Netflix is about to make it a lot easier to find TV shows and movies you’ll like

Game changer...

Conor Heneghan

During testing of the new system, Netflix saw an astounding 200% increase in ratings activity.

One of the very few downsides of Netflix is trying to filter through the vast amount of content on the streaming service to find something new to watch after bingeing your way through Stranger Things or Better Call Saul in about two days.

Netflix will, of course, suggest content for you based on your viewing history, but they reckon that a new ratings system will make it easier for users to find a TV show or a movie that they’re going to want to watch.

In an effort to improve personalised suggestions for users, Netflix are retiring their five-star rating system and replacing it with a simpler and more intuitive thumbs-up and thumbs-down.

A thumbs-up tells Netflix that you like something and want to see similar suggestions. A thumbs-down lets them know you aren’t interested in watching that title and that they should stop suggesting it to you.

You can still search for it, but give it a thumbs down and it will no longer show up on your homepage.

The star rating you see next to each title is being replaced with a personalised % Match score, a prediction of what Netflix thinks you may enjoy watching, based on your own unique tastes. The % Match is based solely on Netflix algorithms analysing a user’s individual viewing habits and behaviour and is not a measure of overall popularity across the service.

Netflix have been testing the new ratings system for over a year and have learned that many Netflix users are confused about what star ratings do.

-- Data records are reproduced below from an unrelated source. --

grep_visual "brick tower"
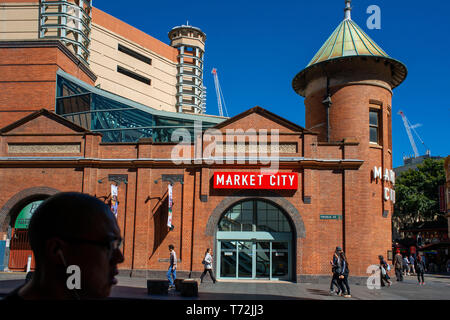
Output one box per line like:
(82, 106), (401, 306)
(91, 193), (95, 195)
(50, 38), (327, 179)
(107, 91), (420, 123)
(292, 0), (407, 275)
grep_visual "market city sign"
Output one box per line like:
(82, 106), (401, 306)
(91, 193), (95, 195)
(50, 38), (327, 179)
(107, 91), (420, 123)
(372, 166), (395, 203)
(214, 172), (298, 190)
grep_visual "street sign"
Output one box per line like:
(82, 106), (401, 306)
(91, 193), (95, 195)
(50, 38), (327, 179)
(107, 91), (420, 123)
(320, 215), (342, 220)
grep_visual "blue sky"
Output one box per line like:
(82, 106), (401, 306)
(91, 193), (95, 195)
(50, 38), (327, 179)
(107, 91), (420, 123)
(94, 0), (449, 167)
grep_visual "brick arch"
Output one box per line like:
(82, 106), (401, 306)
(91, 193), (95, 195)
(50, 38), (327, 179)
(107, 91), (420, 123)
(0, 186), (60, 232)
(205, 190), (306, 238)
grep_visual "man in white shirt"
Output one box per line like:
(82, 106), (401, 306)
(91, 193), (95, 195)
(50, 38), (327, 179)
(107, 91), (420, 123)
(167, 244), (177, 288)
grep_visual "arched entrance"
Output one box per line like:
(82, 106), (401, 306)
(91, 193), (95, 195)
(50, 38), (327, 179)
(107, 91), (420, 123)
(216, 199), (294, 281)
(0, 187), (59, 271)
(8, 200), (43, 270)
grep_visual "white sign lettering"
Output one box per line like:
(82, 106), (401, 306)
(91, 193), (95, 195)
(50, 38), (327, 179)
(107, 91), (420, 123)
(373, 166), (396, 204)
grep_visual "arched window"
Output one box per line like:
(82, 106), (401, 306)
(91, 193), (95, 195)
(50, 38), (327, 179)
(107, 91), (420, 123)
(218, 199), (291, 233)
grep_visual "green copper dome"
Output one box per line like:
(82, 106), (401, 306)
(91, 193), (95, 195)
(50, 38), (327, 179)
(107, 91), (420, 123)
(292, 1), (407, 97)
(307, 19), (389, 67)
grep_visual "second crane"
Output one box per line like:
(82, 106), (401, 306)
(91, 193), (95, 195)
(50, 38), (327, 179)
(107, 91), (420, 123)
(211, 68), (229, 117)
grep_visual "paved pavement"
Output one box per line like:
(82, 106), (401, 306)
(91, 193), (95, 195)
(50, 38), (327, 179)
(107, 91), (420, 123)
(1, 272), (449, 300)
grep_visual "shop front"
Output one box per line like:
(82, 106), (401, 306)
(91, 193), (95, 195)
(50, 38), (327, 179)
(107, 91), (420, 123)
(211, 170), (298, 281)
(216, 199), (294, 280)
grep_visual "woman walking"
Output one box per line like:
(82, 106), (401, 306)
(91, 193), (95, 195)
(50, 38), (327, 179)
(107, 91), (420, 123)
(415, 255), (426, 285)
(378, 255), (392, 287)
(338, 250), (351, 298)
(403, 255), (410, 276)
(200, 248), (217, 284)
(329, 247), (343, 296)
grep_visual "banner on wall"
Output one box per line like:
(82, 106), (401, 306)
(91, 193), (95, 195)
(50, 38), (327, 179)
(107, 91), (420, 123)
(167, 183), (173, 229)
(111, 184), (118, 218)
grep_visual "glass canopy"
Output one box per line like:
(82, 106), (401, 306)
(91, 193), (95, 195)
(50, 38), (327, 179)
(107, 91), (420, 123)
(55, 70), (225, 143)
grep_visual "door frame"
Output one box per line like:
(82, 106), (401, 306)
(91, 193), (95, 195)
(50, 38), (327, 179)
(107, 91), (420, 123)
(216, 231), (292, 280)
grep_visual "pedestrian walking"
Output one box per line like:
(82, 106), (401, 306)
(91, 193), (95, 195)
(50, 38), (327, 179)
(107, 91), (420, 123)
(378, 255), (392, 287)
(338, 250), (351, 298)
(403, 255), (410, 276)
(421, 254), (426, 271)
(393, 250), (403, 281)
(415, 255), (426, 285)
(408, 254), (416, 275)
(200, 248), (217, 284)
(329, 246), (343, 295)
(167, 244), (177, 288)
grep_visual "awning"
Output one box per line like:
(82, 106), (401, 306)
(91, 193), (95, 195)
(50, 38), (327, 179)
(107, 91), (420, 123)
(14, 200), (43, 229)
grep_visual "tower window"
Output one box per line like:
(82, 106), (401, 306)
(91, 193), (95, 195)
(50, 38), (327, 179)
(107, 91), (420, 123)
(387, 107), (392, 150)
(369, 109), (381, 144)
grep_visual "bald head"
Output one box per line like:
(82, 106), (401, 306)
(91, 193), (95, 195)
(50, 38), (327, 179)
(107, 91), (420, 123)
(28, 192), (114, 264)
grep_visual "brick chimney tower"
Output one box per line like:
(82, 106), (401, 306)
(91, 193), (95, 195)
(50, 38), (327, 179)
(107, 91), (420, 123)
(292, 0), (408, 275)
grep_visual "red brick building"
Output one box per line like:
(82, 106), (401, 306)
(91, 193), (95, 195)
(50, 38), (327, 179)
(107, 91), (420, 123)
(0, 1), (407, 282)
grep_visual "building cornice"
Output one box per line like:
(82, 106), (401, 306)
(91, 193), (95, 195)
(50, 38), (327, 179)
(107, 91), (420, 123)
(0, 156), (364, 170)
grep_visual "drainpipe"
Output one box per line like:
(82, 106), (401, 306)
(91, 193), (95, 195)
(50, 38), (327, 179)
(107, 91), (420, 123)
(342, 171), (346, 253)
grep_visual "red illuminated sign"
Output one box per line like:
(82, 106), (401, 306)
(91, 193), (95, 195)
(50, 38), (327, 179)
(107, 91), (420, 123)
(213, 172), (298, 190)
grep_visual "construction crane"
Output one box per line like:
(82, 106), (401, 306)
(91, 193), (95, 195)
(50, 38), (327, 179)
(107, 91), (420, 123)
(211, 68), (228, 117)
(398, 110), (429, 158)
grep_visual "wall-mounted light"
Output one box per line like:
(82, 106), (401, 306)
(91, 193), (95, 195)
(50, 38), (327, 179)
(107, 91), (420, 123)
(98, 174), (128, 186)
(154, 174), (184, 185)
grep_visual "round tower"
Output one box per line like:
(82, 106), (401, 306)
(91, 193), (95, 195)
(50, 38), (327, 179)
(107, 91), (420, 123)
(169, 25), (206, 114)
(292, 0), (407, 275)
(39, 0), (93, 65)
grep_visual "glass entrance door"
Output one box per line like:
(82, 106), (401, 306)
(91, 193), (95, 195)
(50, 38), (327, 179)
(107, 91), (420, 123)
(255, 242), (270, 278)
(271, 242), (289, 280)
(218, 240), (290, 280)
(237, 241), (253, 278)
(220, 241), (237, 278)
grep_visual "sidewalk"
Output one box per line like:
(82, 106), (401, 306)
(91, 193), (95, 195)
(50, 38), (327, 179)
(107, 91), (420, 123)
(110, 274), (450, 300)
(1, 272), (449, 300)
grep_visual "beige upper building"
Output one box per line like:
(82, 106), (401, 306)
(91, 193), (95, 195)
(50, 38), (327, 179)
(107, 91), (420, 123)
(0, 1), (39, 40)
(0, 0), (206, 114)
(89, 7), (179, 112)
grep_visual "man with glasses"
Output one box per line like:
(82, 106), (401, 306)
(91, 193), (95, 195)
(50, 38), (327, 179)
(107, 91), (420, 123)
(4, 192), (124, 300)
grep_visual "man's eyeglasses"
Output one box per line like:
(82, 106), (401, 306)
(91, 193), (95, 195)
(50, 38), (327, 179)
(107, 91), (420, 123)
(59, 236), (122, 256)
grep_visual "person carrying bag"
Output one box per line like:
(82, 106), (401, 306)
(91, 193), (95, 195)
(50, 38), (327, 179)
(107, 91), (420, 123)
(378, 255), (392, 287)
(200, 248), (217, 284)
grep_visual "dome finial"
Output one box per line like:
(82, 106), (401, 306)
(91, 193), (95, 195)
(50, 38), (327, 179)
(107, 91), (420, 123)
(344, 0), (352, 20)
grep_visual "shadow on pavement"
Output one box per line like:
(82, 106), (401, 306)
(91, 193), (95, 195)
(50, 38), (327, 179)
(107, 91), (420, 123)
(109, 286), (311, 300)
(0, 279), (25, 297)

They say it’s because we’ve all gotten used to star ratings on e-commerce and review apps, where a rating contributes to an overall average and the star rating shown next to a restaurant or a pair of shoes is an average of all the reviewers.

On those apps, being a reviewer can be helpful to others, but the primary goal isn’t always to help you get better suggestions.

In contrast, however, when people see thumbs, they know that they are used to teach the system about their tastes with the goal of finding more content. As a result, Netflix say that when they tested replacing stars with thumbs, they saw an astounding 200% increase in ratings activity.

Information from star ratings will still be used to suggest content on Netflix, but by using the thumbs up and thumbs down system, Netflix say they will be able to do a better job of suggesting your next great binge-worthy show or a movie when the mood takes you.

If it helps narrow down what can feel like an agonisingly long search for a new TV fix, then that’s just fine by us.